Gradients add visual energy to otherwise simple layouts. A subtle two-color transition can make a landing page section feel more polished, while a bright multi-color gradient can create a bold product identity. Designers often use gradients to separate sections, draw attention to call-to-action buttons, improve card hierarchy, or create a sense of light and depth. Developers use gradient CSS because it is lightweight, resolution-independent, and easy to adjust without exporting image files.
A well-built gradient should still support readability. Backgrounds behind text need enough contrast, and decorative gradients should not make buttons or form fields harder to understand. When using a strong gradient behind copy, consider adding an overlay, reducing saturation, or using a solid panel behind text. For buttons, test hover and focus states so the control remains visible and accessible across devices.
Linear gradients are ideal for simple directional transitions. They work well on buttons, hero backgrounds, page sections, badges, dividers, and cards. The angle determines how the colors move across the element. A 90-degree gradient typically travels horizontally, while 180 degrees moves vertically. Diagonal angles such as 120 or 135 degrees are popular because they create a more dynamic composition without feeling too busy.
Radial gradients are better for spotlight effects and soft visual emphasis. They start from a central origin and expand outward. A radial gradient can make a card appear illuminated, create a subtle glow behind an icon, or add atmospheric depth to a dark background. When radial gradients are used gently, they can make a page feel more premium without adding large image assets.
After adjusting the colors and controls, copy the generated CSS and paste it into your stylesheet. The output includes a selector so you can quickly test it as a reusable class. For example, you might create a class named .hero-gradient and apply it to a section, or a class named .cta-gradient for a button. If you only need the declaration, copy the background line and add it to an existing rule.

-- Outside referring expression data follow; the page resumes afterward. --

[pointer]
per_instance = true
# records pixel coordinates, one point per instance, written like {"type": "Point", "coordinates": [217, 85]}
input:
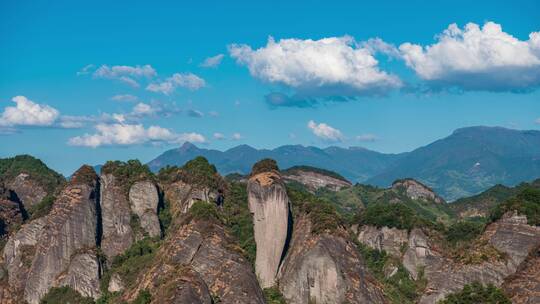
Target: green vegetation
{"type": "Point", "coordinates": [476, 293]}
{"type": "Point", "coordinates": [128, 172]}
{"type": "Point", "coordinates": [42, 208]}
{"type": "Point", "coordinates": [400, 288]}
{"type": "Point", "coordinates": [11, 167]}
{"type": "Point", "coordinates": [65, 295]}
{"type": "Point", "coordinates": [272, 295]}
{"type": "Point", "coordinates": [264, 165]}
{"type": "Point", "coordinates": [322, 213]}
{"type": "Point", "coordinates": [526, 202]}
{"type": "Point", "coordinates": [239, 220]}
{"type": "Point", "coordinates": [316, 170]}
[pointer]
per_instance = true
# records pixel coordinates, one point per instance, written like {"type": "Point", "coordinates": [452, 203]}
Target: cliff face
{"type": "Point", "coordinates": [60, 248]}
{"type": "Point", "coordinates": [325, 269]}
{"type": "Point", "coordinates": [269, 204]}
{"type": "Point", "coordinates": [144, 200]}
{"type": "Point", "coordinates": [198, 262]}
{"type": "Point", "coordinates": [115, 211]}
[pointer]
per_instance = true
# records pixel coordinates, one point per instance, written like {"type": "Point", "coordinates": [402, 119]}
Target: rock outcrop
{"type": "Point", "coordinates": [416, 190]}
{"type": "Point", "coordinates": [60, 248]}
{"type": "Point", "coordinates": [315, 180]}
{"type": "Point", "coordinates": [144, 200]}
{"type": "Point", "coordinates": [325, 269]}
{"type": "Point", "coordinates": [269, 204]}
{"type": "Point", "coordinates": [198, 262]}
{"type": "Point", "coordinates": [115, 217]}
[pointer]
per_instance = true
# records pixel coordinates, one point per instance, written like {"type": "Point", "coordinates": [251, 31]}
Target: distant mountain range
{"type": "Point", "coordinates": [467, 162]}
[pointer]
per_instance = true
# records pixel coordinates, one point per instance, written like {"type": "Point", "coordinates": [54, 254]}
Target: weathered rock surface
{"type": "Point", "coordinates": [197, 260]}
{"type": "Point", "coordinates": [144, 200]}
{"type": "Point", "coordinates": [28, 191]}
{"type": "Point", "coordinates": [416, 190]}
{"type": "Point", "coordinates": [70, 231]}
{"type": "Point", "coordinates": [314, 180]}
{"type": "Point", "coordinates": [511, 236]}
{"type": "Point", "coordinates": [390, 240]}
{"type": "Point", "coordinates": [523, 287]}
{"type": "Point", "coordinates": [325, 269]}
{"type": "Point", "coordinates": [269, 204]}
{"type": "Point", "coordinates": [115, 217]}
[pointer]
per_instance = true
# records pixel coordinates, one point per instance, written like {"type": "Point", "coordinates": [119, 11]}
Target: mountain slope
{"type": "Point", "coordinates": [356, 164]}
{"type": "Point", "coordinates": [469, 161]}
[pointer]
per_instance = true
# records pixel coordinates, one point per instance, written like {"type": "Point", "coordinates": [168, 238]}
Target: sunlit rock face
{"type": "Point", "coordinates": [144, 200]}
{"type": "Point", "coordinates": [269, 204]}
{"type": "Point", "coordinates": [325, 269]}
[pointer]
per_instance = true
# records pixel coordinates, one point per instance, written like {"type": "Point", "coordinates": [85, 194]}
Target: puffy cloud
{"type": "Point", "coordinates": [132, 134]}
{"type": "Point", "coordinates": [126, 74]}
{"type": "Point", "coordinates": [219, 136]}
{"type": "Point", "coordinates": [195, 113]}
{"type": "Point", "coordinates": [367, 137]}
{"type": "Point", "coordinates": [186, 80]}
{"type": "Point", "coordinates": [28, 113]}
{"type": "Point", "coordinates": [212, 62]}
{"type": "Point", "coordinates": [325, 67]}
{"type": "Point", "coordinates": [237, 136]}
{"type": "Point", "coordinates": [325, 131]}
{"type": "Point", "coordinates": [477, 58]}
{"type": "Point", "coordinates": [124, 98]}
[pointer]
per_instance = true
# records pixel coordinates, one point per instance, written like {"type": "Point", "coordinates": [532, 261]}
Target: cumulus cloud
{"type": "Point", "coordinates": [325, 67]}
{"type": "Point", "coordinates": [124, 73]}
{"type": "Point", "coordinates": [212, 62]}
{"type": "Point", "coordinates": [325, 131]}
{"type": "Point", "coordinates": [367, 137]}
{"type": "Point", "coordinates": [28, 113]}
{"type": "Point", "coordinates": [185, 80]}
{"type": "Point", "coordinates": [124, 98]}
{"type": "Point", "coordinates": [477, 58]}
{"type": "Point", "coordinates": [219, 136]}
{"type": "Point", "coordinates": [132, 134]}
{"type": "Point", "coordinates": [237, 136]}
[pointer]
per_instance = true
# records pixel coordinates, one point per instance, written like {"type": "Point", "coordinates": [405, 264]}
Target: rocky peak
{"type": "Point", "coordinates": [416, 190]}
{"type": "Point", "coordinates": [269, 205]}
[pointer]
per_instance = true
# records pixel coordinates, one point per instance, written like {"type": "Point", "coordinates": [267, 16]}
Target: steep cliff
{"type": "Point", "coordinates": [269, 204]}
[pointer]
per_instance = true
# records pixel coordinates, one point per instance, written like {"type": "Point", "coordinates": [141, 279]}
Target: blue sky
{"type": "Point", "coordinates": [403, 101]}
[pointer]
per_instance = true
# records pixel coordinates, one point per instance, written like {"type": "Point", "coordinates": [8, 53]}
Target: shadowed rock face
{"type": "Point", "coordinates": [59, 249]}
{"type": "Point", "coordinates": [325, 269]}
{"type": "Point", "coordinates": [144, 199]}
{"type": "Point", "coordinates": [115, 211]}
{"type": "Point", "coordinates": [198, 260]}
{"type": "Point", "coordinates": [269, 204]}
{"type": "Point", "coordinates": [416, 190]}
{"type": "Point", "coordinates": [28, 191]}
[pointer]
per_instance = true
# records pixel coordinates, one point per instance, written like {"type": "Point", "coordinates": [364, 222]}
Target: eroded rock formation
{"type": "Point", "coordinates": [269, 204]}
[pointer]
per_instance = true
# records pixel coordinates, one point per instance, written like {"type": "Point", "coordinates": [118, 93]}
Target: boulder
{"type": "Point", "coordinates": [269, 204]}
{"type": "Point", "coordinates": [325, 269]}
{"type": "Point", "coordinates": [144, 200]}
{"type": "Point", "coordinates": [117, 233]}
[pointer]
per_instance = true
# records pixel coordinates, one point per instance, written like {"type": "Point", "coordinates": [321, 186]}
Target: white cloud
{"type": "Point", "coordinates": [212, 62]}
{"type": "Point", "coordinates": [124, 98]}
{"type": "Point", "coordinates": [132, 134]}
{"type": "Point", "coordinates": [219, 136]}
{"type": "Point", "coordinates": [86, 70]}
{"type": "Point", "coordinates": [367, 137]}
{"type": "Point", "coordinates": [186, 80]}
{"type": "Point", "coordinates": [325, 131]}
{"type": "Point", "coordinates": [28, 113]}
{"type": "Point", "coordinates": [126, 74]}
{"type": "Point", "coordinates": [237, 136]}
{"type": "Point", "coordinates": [477, 58]}
{"type": "Point", "coordinates": [336, 65]}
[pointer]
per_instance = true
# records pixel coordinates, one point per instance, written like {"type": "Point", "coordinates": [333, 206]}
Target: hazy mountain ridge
{"type": "Point", "coordinates": [467, 162]}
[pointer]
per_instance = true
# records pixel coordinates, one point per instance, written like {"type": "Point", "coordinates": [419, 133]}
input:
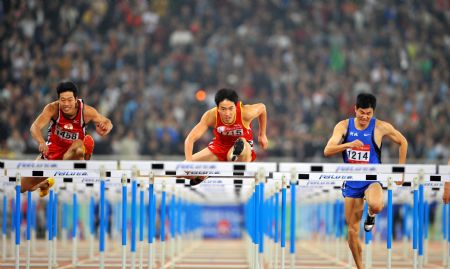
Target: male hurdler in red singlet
{"type": "Point", "coordinates": [66, 119]}
{"type": "Point", "coordinates": [233, 136]}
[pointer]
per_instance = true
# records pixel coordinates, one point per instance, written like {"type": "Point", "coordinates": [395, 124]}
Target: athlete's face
{"type": "Point", "coordinates": [364, 115]}
{"type": "Point", "coordinates": [67, 103]}
{"type": "Point", "coordinates": [227, 111]}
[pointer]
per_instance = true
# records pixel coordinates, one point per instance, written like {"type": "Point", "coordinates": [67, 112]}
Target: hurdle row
{"type": "Point", "coordinates": [212, 169]}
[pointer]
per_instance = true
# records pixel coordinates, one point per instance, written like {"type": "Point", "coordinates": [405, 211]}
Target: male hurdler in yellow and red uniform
{"type": "Point", "coordinates": [233, 136]}
{"type": "Point", "coordinates": [66, 119]}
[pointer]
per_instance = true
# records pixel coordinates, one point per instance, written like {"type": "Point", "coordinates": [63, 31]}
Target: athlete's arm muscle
{"type": "Point", "coordinates": [257, 111]}
{"type": "Point", "coordinates": [103, 124]}
{"type": "Point", "coordinates": [42, 121]}
{"type": "Point", "coordinates": [393, 134]}
{"type": "Point", "coordinates": [335, 145]}
{"type": "Point", "coordinates": [208, 119]}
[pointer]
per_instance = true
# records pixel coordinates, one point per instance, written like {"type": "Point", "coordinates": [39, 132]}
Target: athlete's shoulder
{"type": "Point", "coordinates": [384, 126]}
{"type": "Point", "coordinates": [343, 124]}
{"type": "Point", "coordinates": [52, 107]}
{"type": "Point", "coordinates": [209, 116]}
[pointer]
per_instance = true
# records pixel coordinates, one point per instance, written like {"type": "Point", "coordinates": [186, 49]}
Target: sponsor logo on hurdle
{"type": "Point", "coordinates": [321, 183]}
{"type": "Point", "coordinates": [202, 173]}
{"type": "Point", "coordinates": [69, 173]}
{"type": "Point", "coordinates": [97, 180]}
{"type": "Point", "coordinates": [36, 165]}
{"type": "Point", "coordinates": [339, 177]}
{"type": "Point", "coordinates": [183, 166]}
{"type": "Point", "coordinates": [355, 169]}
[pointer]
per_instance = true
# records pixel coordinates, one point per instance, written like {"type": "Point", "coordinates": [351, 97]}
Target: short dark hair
{"type": "Point", "coordinates": [366, 100]}
{"type": "Point", "coordinates": [227, 94]}
{"type": "Point", "coordinates": [67, 86]}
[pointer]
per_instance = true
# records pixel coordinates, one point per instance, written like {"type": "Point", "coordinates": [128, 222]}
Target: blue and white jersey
{"type": "Point", "coordinates": [368, 154]}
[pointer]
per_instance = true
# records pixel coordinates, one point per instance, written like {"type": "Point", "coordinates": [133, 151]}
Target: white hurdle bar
{"type": "Point", "coordinates": [309, 175]}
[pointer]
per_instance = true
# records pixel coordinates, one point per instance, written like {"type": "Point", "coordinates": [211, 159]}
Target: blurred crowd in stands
{"type": "Point", "coordinates": [140, 63]}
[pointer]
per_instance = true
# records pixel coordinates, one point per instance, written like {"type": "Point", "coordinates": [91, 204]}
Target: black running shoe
{"type": "Point", "coordinates": [369, 223]}
{"type": "Point", "coordinates": [237, 149]}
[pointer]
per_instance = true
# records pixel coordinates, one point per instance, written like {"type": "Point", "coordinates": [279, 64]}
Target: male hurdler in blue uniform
{"type": "Point", "coordinates": [359, 140]}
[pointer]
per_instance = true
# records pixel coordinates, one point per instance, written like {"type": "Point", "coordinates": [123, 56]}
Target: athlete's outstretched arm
{"type": "Point", "coordinates": [258, 111]}
{"type": "Point", "coordinates": [208, 119]}
{"type": "Point", "coordinates": [446, 195]}
{"type": "Point", "coordinates": [42, 121]}
{"type": "Point", "coordinates": [397, 138]}
{"type": "Point", "coordinates": [335, 145]}
{"type": "Point", "coordinates": [104, 125]}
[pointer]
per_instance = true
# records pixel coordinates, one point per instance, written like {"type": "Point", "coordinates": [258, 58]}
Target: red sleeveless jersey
{"type": "Point", "coordinates": [63, 131]}
{"type": "Point", "coordinates": [226, 134]}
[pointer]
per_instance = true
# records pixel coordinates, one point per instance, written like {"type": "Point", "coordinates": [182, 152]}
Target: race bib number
{"type": "Point", "coordinates": [359, 155]}
{"type": "Point", "coordinates": [65, 134]}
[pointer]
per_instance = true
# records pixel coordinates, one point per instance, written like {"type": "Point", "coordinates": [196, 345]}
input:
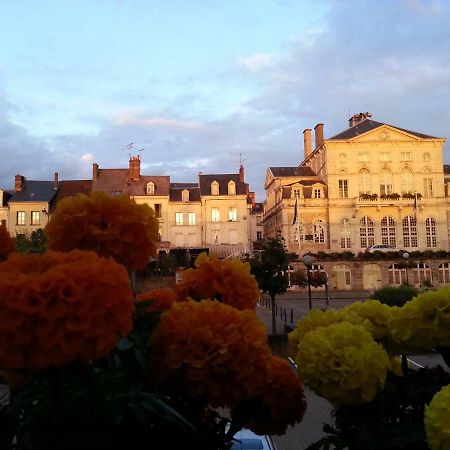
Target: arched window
{"type": "Point", "coordinates": [444, 273]}
{"type": "Point", "coordinates": [407, 181]}
{"type": "Point", "coordinates": [345, 231]}
{"type": "Point", "coordinates": [319, 231]}
{"type": "Point", "coordinates": [214, 188]}
{"type": "Point", "coordinates": [430, 229]}
{"type": "Point", "coordinates": [298, 232]}
{"type": "Point", "coordinates": [365, 182]}
{"type": "Point", "coordinates": [388, 231]}
{"type": "Point", "coordinates": [150, 188]}
{"type": "Point", "coordinates": [386, 182]}
{"type": "Point", "coordinates": [409, 232]}
{"type": "Point", "coordinates": [366, 232]}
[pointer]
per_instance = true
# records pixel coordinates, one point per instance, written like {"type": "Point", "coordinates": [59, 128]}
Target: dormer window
{"type": "Point", "coordinates": [214, 188]}
{"type": "Point", "coordinates": [231, 188]}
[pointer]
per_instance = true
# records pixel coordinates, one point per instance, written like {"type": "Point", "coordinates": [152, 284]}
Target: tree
{"type": "Point", "coordinates": [270, 270]}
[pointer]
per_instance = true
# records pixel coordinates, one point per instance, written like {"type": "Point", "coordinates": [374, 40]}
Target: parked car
{"type": "Point", "coordinates": [382, 248]}
{"type": "Point", "coordinates": [246, 440]}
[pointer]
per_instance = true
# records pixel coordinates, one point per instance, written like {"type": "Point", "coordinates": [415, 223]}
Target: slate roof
{"type": "Point", "coordinates": [292, 171]}
{"type": "Point", "coordinates": [117, 180]}
{"type": "Point", "coordinates": [35, 191]}
{"type": "Point", "coordinates": [368, 125]}
{"type": "Point", "coordinates": [223, 179]}
{"type": "Point", "coordinates": [177, 188]}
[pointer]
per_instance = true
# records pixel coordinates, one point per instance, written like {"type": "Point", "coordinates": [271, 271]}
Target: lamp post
{"type": "Point", "coordinates": [405, 257]}
{"type": "Point", "coordinates": [307, 261]}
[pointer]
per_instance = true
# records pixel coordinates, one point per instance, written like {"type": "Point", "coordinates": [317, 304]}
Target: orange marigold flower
{"type": "Point", "coordinates": [111, 226]}
{"type": "Point", "coordinates": [161, 299]}
{"type": "Point", "coordinates": [271, 413]}
{"type": "Point", "coordinates": [226, 280]}
{"type": "Point", "coordinates": [61, 307]}
{"type": "Point", "coordinates": [7, 244]}
{"type": "Point", "coordinates": [211, 350]}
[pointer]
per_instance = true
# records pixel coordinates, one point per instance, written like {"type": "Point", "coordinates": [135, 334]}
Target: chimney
{"type": "Point", "coordinates": [241, 173]}
{"type": "Point", "coordinates": [135, 168]}
{"type": "Point", "coordinates": [318, 129]}
{"type": "Point", "coordinates": [307, 142]}
{"type": "Point", "coordinates": [358, 118]}
{"type": "Point", "coordinates": [19, 182]}
{"type": "Point", "coordinates": [94, 172]}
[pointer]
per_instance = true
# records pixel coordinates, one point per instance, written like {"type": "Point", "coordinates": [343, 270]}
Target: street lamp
{"type": "Point", "coordinates": [405, 257]}
{"type": "Point", "coordinates": [307, 261]}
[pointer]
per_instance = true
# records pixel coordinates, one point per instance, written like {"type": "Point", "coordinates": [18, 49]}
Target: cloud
{"type": "Point", "coordinates": [157, 122]}
{"type": "Point", "coordinates": [256, 63]}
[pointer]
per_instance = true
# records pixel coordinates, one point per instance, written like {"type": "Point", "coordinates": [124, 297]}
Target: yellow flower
{"type": "Point", "coordinates": [342, 363]}
{"type": "Point", "coordinates": [111, 226]}
{"type": "Point", "coordinates": [422, 323]}
{"type": "Point", "coordinates": [210, 349]}
{"type": "Point", "coordinates": [226, 280]}
{"type": "Point", "coordinates": [7, 244]}
{"type": "Point", "coordinates": [61, 307]}
{"type": "Point", "coordinates": [437, 420]}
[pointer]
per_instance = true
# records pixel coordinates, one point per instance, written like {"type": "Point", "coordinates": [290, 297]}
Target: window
{"type": "Point", "coordinates": [430, 230]}
{"type": "Point", "coordinates": [214, 188]}
{"type": "Point", "coordinates": [35, 218]}
{"type": "Point", "coordinates": [428, 187]}
{"type": "Point", "coordinates": [409, 232]}
{"type": "Point", "coordinates": [231, 188]}
{"type": "Point", "coordinates": [386, 182]}
{"type": "Point", "coordinates": [406, 156]}
{"type": "Point", "coordinates": [343, 188]}
{"type": "Point", "coordinates": [365, 183]}
{"type": "Point", "coordinates": [232, 214]}
{"type": "Point", "coordinates": [319, 231]}
{"type": "Point", "coordinates": [388, 235]}
{"type": "Point", "coordinates": [345, 232]}
{"type": "Point", "coordinates": [366, 232]}
{"type": "Point", "coordinates": [407, 182]}
{"type": "Point", "coordinates": [215, 214]}
{"type": "Point", "coordinates": [179, 218]}
{"type": "Point", "coordinates": [20, 218]}
{"type": "Point", "coordinates": [363, 157]}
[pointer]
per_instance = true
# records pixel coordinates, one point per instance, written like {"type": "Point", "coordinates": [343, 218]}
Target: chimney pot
{"type": "Point", "coordinates": [318, 129]}
{"type": "Point", "coordinates": [94, 172]}
{"type": "Point", "coordinates": [307, 142]}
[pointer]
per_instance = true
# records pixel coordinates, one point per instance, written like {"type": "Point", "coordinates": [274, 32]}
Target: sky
{"type": "Point", "coordinates": [204, 85]}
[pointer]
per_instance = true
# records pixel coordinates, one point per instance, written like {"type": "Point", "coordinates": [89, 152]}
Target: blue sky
{"type": "Point", "coordinates": [200, 85]}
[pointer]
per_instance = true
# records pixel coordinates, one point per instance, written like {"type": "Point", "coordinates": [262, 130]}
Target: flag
{"type": "Point", "coordinates": [295, 211]}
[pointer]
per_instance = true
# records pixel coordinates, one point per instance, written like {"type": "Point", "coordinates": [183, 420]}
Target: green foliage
{"type": "Point", "coordinates": [395, 296]}
{"type": "Point", "coordinates": [35, 243]}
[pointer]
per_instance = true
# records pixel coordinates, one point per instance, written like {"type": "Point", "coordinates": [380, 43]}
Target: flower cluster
{"type": "Point", "coordinates": [7, 245]}
{"type": "Point", "coordinates": [61, 307]}
{"type": "Point", "coordinates": [111, 226]}
{"type": "Point", "coordinates": [342, 363]}
{"type": "Point", "coordinates": [227, 280]}
{"type": "Point", "coordinates": [437, 420]}
{"type": "Point", "coordinates": [422, 323]}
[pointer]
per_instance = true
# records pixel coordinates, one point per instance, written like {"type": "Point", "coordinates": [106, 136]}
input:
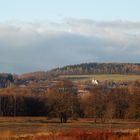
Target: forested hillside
{"type": "Point", "coordinates": [99, 68]}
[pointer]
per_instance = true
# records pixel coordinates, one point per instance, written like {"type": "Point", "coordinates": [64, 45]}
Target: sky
{"type": "Point", "coordinates": [38, 35]}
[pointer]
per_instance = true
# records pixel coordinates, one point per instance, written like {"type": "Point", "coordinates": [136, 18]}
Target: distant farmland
{"type": "Point", "coordinates": [102, 77]}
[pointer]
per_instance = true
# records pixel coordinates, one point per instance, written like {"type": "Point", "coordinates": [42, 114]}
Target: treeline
{"type": "Point", "coordinates": [6, 79]}
{"type": "Point", "coordinates": [99, 68]}
{"type": "Point", "coordinates": [63, 101]}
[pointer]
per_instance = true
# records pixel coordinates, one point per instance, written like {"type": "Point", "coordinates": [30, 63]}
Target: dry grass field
{"type": "Point", "coordinates": [41, 128]}
{"type": "Point", "coordinates": [103, 77]}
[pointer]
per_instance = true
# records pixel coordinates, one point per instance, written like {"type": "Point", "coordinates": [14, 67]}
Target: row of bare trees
{"type": "Point", "coordinates": [63, 101]}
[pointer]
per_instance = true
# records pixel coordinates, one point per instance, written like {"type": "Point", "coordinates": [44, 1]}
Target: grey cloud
{"type": "Point", "coordinates": [41, 46]}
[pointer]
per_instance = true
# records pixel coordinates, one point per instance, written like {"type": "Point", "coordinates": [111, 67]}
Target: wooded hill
{"type": "Point", "coordinates": [98, 68]}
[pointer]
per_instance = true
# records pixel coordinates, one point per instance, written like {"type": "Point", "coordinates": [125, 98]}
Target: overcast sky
{"type": "Point", "coordinates": [43, 34]}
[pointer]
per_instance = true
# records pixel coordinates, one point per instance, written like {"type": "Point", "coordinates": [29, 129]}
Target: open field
{"type": "Point", "coordinates": [103, 77]}
{"type": "Point", "coordinates": [33, 125]}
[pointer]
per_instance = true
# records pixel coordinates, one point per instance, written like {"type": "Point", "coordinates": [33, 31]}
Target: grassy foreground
{"type": "Point", "coordinates": [41, 128]}
{"type": "Point", "coordinates": [103, 77]}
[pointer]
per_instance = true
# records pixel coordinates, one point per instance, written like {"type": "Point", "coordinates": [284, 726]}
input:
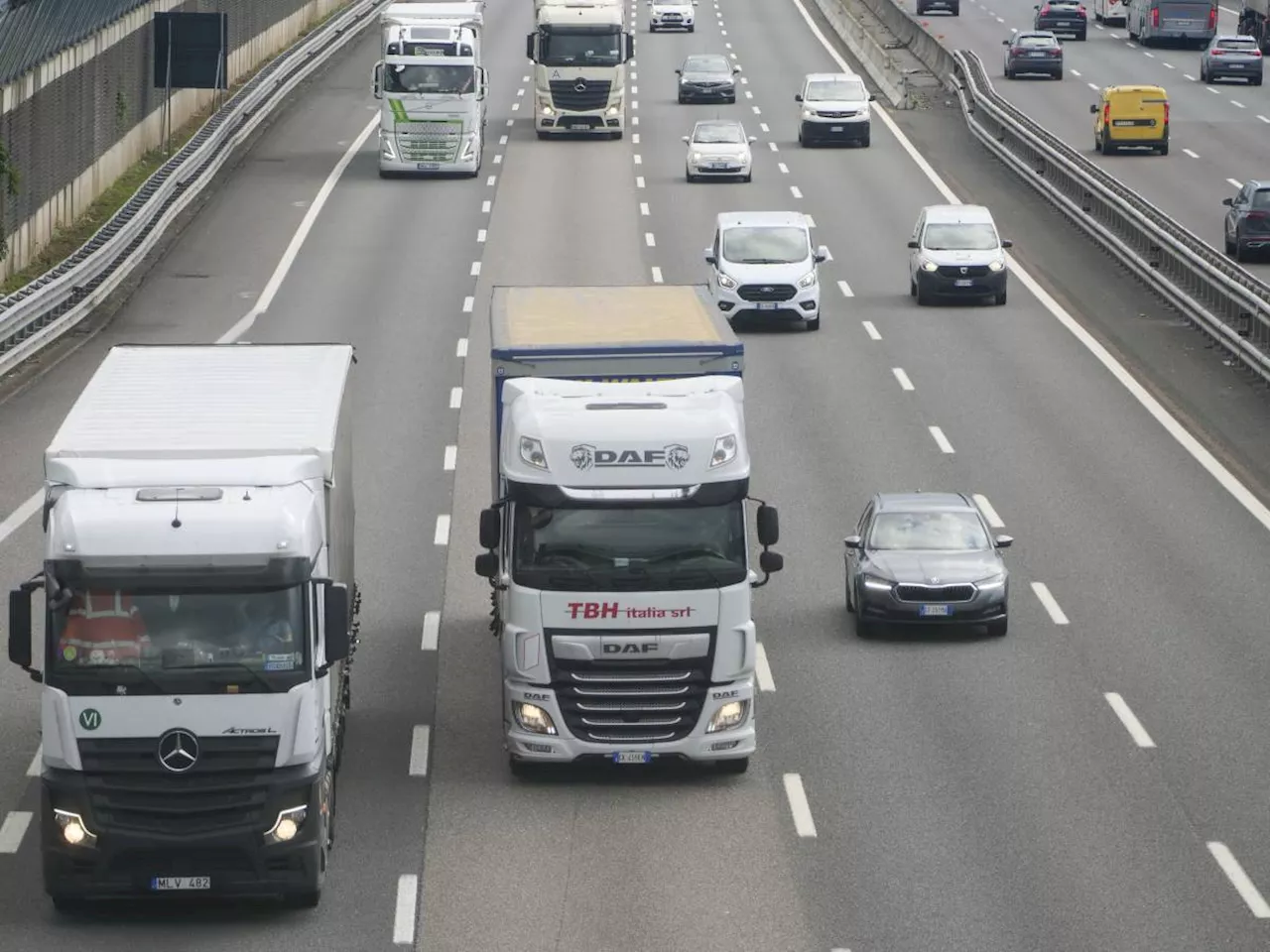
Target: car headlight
{"type": "Point", "coordinates": [728, 716]}
{"type": "Point", "coordinates": [532, 719]}
{"type": "Point", "coordinates": [287, 825]}
{"type": "Point", "coordinates": [75, 832]}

In component-based projects, gradients can live in a module stylesheet, a global CSS file, or a design token layer. In WordPress, you can place the CSS in a child theme, customizer field, or block-specific stylesheet. In static sites, add it to your main CSS bundle. The syntax is standard and does not depend on any framework.
This Gradient Generator is meant to keep the creative loop fast. Change colors, try a preset, switch between linear and radial, and copy the CSS when the preview feels right. It is especially helpful when you need a quick production-ready background but do not want to open a design app just to tune color stops.